Saindo do coma

Ele já completara três anos de coma. Fora vítima de uma violenta batida na cabeça, fruto de um atropelamento, num momento de grande descuido. Mas, nesse dia, ele estava com sorte. Finalmente, depois de tanto tempo, ele resolveu voltar ao mundo atual. Depois de três anos e muito tratamento hospitalar, ele voltava a ver a luz do dia.

Com a voz fraca e a vista estranhando tanta luz, a primeira coisa que percebe é uma mulher à sua frente, entregue a um largo sorriso e um tão musical “bom dia”.

― Mas... Onde estou? E quem é você?

― Eu sou sua esposa. E você está no hospital em que ficou de coma. Mas, agora, graças a Deus, você acordou e está de volta.

― Mas... Explique-me. O que aconteceu comigo? Por que estou aqui?

― Você sofreu um terrível acidente. Mas não se preocupe. Já houve o julgamento e o responsável por esse sofrimento está preso. O mais importante é que você voltou a falar comigo.

― Mas eu não consigo me lembrar de quem eu sou.

― Ora, você se chama Nélson e é uma pessoa maravilhosa. Todos amam você.

― Todos... Quem?

― Todos, ora. Seus amigos, seus familiares, seus colegas de trabalho...

― Onde eu trabalho?

― Em uma grande firma, líder no mercado. Empresa moderna, com ISO 14000, missão social, prêmio nacional e tudo.

― E como eu sou no trabalho?

― Maravilhoso. Você é o funcionário que mais se destaca. Todos gostam de você. O seu patrão não cansa de elogiá-lo. Funcionário padrão.

― E o que eu faço lá?

― Você tem cargo fixo. Mas a verdade é que você não se prende a umas poucas tarefas. Com sua criatividade e força de vontade, você vive ajudando os colegas em suas tarefas. Você e muito versátil. Aprende novas tarefas rapidamente. É uma formiguinha. Mas, por isso mesmo, você ganha um bom salário, merecidamente.

― E onde moro? E os nossos vizinhos?

― Eles são ótimos. Estão com saudade de você. Eles são muito prestativos e não se conformam de vê-lo tanto tempo ausente.

― E minha família? Quem é?

― Bem, eu sou sua esposa como disse. Além disso, temos dois filhos. Um lindo casal.

― E como eles são?

― Ah, você nem imagina. São lindos como você. São saudáveis, estudiosos e muito obedientes. Eles são o orgulho da família.

― E o que eu faço para me divertir?

― Joga bola com os amigos, é claro! Você é o melhor jogador disparado! Seus amigos brigam para tê-lo em seus times e até chegam a apostar quantos gols você fará a cada jogo. Você é o capitão do time. Todos o respeitam.

― E o que mais faço?

― Ah, você também gosta de outros esportes. É bom em vôlei e basquete, em que é especialista em cestas de três pontos. Joga tênis de mesa como ninguém e ainda se destaca em xadrez vencendo alguns torneios de vez em quando.

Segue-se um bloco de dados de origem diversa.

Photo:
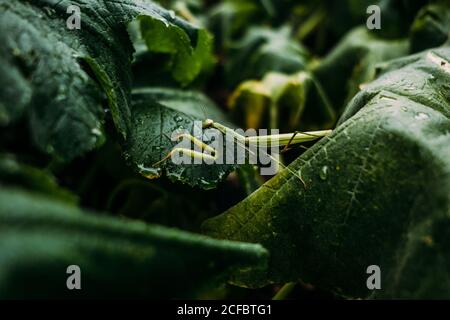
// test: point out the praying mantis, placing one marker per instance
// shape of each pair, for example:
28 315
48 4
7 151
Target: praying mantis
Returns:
207 152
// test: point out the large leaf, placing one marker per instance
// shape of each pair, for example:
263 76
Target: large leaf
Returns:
118 258
160 113
58 76
377 192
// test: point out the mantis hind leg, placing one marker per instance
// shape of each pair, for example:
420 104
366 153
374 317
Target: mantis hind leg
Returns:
286 147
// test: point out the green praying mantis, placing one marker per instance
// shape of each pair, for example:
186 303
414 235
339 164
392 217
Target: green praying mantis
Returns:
207 152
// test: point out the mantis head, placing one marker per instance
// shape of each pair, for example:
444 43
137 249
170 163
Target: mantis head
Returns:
208 123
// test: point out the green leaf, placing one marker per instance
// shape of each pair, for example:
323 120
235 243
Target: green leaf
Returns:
117 257
14 173
374 186
353 63
430 28
288 102
262 50
187 59
157 114
59 76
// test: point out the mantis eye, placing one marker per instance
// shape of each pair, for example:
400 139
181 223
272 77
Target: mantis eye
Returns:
207 123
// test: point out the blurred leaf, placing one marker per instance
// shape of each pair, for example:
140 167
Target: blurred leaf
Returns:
353 63
118 258
160 113
373 187
431 26
13 173
279 101
262 50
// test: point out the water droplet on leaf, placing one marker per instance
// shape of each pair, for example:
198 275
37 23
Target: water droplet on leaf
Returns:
324 173
421 116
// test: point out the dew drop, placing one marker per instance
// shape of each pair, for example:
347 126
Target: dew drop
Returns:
324 173
149 173
96 132
421 116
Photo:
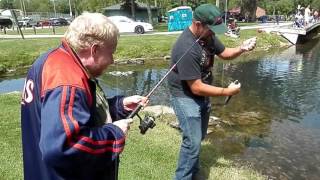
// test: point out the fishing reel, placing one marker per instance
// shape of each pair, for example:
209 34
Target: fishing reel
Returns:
146 123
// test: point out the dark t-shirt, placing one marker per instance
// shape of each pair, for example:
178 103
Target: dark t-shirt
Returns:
197 63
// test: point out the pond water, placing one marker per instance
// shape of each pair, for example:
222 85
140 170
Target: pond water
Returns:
272 125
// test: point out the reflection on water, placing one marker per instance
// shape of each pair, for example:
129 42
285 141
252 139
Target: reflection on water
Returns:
273 124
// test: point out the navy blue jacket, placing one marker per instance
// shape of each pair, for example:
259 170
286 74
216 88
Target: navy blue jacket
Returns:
60 138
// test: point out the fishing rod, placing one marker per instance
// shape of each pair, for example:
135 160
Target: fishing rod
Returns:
148 121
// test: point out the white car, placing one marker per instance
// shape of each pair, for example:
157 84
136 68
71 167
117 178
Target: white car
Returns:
125 24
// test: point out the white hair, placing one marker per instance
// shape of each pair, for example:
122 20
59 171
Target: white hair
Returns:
91 28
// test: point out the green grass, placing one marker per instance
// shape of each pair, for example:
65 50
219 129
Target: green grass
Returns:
30 31
17 53
150 156
10 137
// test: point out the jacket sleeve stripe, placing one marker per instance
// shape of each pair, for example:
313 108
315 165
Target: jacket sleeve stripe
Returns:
105 142
70 108
62 114
98 149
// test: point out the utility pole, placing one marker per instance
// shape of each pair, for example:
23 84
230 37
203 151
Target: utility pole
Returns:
226 12
23 8
54 8
70 8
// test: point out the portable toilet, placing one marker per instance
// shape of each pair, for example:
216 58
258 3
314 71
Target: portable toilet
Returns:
179 18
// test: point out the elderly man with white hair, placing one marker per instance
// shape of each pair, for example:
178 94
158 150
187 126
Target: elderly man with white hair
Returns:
70 130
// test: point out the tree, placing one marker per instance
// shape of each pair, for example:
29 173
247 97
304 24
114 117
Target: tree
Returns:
248 9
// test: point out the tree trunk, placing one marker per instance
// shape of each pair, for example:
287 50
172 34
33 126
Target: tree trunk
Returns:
248 10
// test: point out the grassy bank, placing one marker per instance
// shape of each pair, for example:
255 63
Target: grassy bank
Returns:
150 156
18 53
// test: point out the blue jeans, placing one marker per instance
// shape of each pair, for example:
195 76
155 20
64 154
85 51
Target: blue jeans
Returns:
193 116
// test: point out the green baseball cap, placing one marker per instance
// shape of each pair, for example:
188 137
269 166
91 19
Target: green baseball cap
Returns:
210 14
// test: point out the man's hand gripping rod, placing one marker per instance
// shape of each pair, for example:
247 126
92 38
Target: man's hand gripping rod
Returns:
138 108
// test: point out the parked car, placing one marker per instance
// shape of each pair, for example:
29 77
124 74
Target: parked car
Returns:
58 22
125 24
43 23
27 22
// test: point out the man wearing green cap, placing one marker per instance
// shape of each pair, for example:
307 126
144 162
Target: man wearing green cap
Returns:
190 82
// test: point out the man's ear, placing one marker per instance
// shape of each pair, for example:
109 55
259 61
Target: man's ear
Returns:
93 49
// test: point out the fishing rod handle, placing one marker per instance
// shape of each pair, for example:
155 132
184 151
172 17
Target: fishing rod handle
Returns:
226 101
135 111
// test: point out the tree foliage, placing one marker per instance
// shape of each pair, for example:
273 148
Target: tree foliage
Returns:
284 7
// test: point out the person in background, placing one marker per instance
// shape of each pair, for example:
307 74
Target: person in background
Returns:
70 130
190 82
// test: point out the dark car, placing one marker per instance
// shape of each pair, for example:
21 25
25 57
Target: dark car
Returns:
58 22
43 23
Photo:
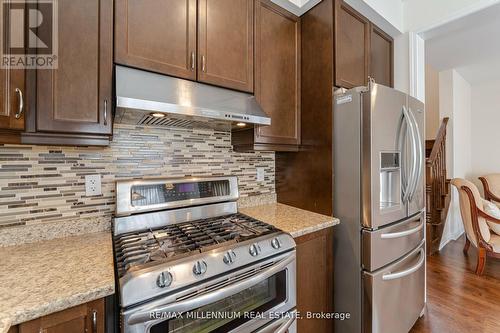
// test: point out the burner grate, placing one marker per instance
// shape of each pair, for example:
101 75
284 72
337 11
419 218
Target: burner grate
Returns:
173 241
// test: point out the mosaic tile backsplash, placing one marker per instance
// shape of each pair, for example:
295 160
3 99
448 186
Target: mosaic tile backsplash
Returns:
47 183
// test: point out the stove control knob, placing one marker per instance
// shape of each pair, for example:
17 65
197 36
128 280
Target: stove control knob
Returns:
229 257
276 243
254 250
164 279
200 267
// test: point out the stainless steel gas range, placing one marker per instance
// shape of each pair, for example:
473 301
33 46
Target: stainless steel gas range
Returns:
187 261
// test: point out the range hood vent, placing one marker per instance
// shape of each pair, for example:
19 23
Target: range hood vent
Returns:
183 103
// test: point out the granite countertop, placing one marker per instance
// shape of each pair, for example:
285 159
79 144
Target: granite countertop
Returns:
41 278
295 221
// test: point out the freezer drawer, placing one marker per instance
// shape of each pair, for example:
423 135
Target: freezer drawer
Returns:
394 295
383 246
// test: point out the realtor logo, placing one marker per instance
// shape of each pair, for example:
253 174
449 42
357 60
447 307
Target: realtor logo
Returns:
28 34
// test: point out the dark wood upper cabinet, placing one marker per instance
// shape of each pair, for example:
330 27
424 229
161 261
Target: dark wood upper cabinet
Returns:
77 96
362 50
277 80
277 73
12 99
225 43
12 91
83 318
157 35
352 56
381 57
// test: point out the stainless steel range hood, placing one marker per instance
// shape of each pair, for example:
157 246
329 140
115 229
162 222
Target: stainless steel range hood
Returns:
142 94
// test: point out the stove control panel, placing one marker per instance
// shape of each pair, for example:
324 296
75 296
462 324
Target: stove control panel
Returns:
254 250
229 257
172 276
275 243
164 279
200 267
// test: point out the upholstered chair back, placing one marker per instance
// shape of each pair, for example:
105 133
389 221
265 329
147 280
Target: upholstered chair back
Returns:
465 210
493 184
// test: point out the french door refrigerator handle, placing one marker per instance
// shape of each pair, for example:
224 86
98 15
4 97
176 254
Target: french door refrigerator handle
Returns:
401 274
419 155
403 233
410 131
402 131
414 163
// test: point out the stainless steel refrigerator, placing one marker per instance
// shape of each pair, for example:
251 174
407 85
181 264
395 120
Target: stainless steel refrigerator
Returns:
379 197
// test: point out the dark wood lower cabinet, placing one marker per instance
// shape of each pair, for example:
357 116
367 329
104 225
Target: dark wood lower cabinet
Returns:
315 279
85 318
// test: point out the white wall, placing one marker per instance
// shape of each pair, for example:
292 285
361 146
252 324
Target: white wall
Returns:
485 129
424 14
432 120
402 62
455 103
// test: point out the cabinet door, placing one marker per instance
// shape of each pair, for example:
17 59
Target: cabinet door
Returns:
352 36
12 91
157 35
315 279
85 318
76 97
277 73
381 57
225 43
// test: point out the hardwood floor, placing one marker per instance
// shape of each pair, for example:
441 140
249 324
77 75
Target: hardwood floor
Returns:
457 299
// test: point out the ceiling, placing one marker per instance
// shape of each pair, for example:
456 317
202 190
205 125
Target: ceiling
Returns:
471 45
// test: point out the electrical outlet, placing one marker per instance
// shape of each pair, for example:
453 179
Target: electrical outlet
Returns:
260 174
92 185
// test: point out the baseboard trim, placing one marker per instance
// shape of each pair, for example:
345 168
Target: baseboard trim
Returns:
451 238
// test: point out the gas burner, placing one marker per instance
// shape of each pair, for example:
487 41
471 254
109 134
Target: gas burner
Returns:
136 249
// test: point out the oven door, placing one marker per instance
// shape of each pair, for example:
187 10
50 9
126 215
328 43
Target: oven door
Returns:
242 301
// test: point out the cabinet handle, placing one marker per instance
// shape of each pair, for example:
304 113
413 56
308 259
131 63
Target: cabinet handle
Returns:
105 112
21 103
193 59
94 321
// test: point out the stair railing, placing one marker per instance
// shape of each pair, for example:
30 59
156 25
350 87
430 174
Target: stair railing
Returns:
437 188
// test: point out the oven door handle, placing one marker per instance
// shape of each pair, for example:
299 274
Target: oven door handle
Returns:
211 297
285 326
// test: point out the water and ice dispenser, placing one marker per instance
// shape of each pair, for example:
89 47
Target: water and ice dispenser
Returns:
390 180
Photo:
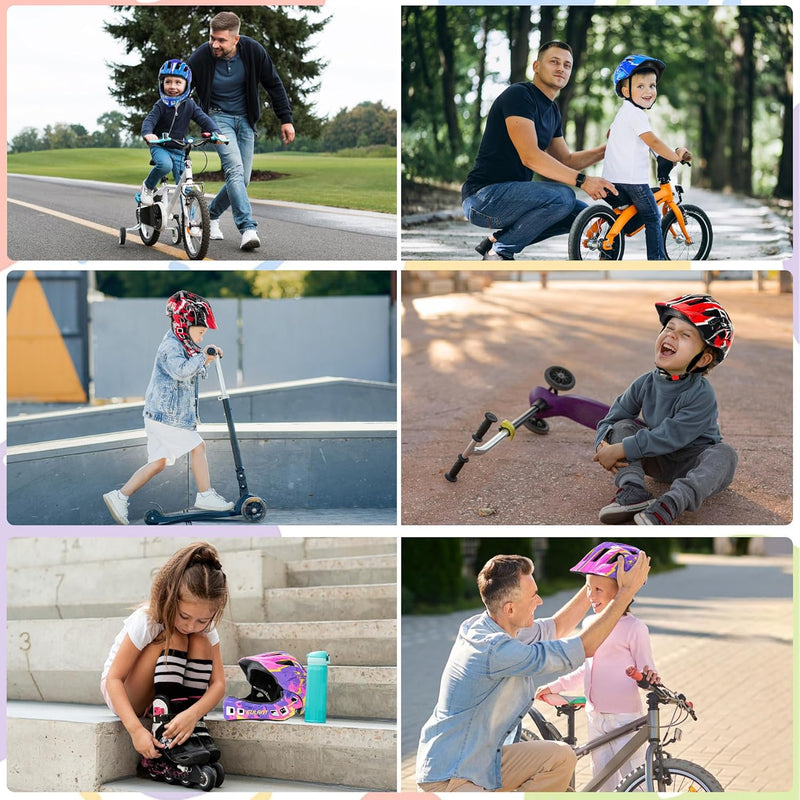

― Impressionante. Que mais eu sei fazer?

― Cantar e tocar instrumentos, querido. Toca diversos instrumentos, de pandeiro a sax. Quando canta é afinadíssimo. Você já teve uma banda quando mais jovem. Você era o vocalista e o compositor. Gravaram alguns CD’s e até se apresentaram na TV.

― E o que mais sei fazer?

― Dançar, é claro. É um tremendo pé-de-valsa. Dança de samba a tango. Sapateia que é uma beleza.

― E o que mais eu faço?

― Nas horas vagas, você curte pintar natureza morta, além de paisagens urbanas. Também é comum vê-lo desenhando, pois você é bom nisso desde criança. Já fez até as caricaturas do Michael Jackson. Antes e depois das plásticas.

― Qual foi momento mais triste de minha vida, além deste?

― Bem, querido, você nunca me contou nada que o tenha feito sofrer em sua vida.

― Jura? Nenhuma desilusão amorosa? Um desemprego momentâneo? Uma decepção?

― Nada, amor. Você sempre foi um homem feliz. E agora, voltaremos a curtir nossas vidas, pois você voltou. Seremos uma família feliz como sempre.

― Que bom. Agora, você pode me dar uma licencinha, que eu quero falar a sós com o doutor? Ele está aí, não é?

― Claro, meu amor. Eu o chamo pra você.

Chegando o doutor, ele pergunta:

― Doutor, qual é o meu nome completo?

― Bem, no seu prontuário diz que você se chama Ovalino Diocrécio da Silva Pestana, que é o nome que consta na sua identidade, encontrada em sua carteira.

― Então, por favor, dê um jeito de se livrar dessa maluca aí fora porque ela pensa que sou seu marido!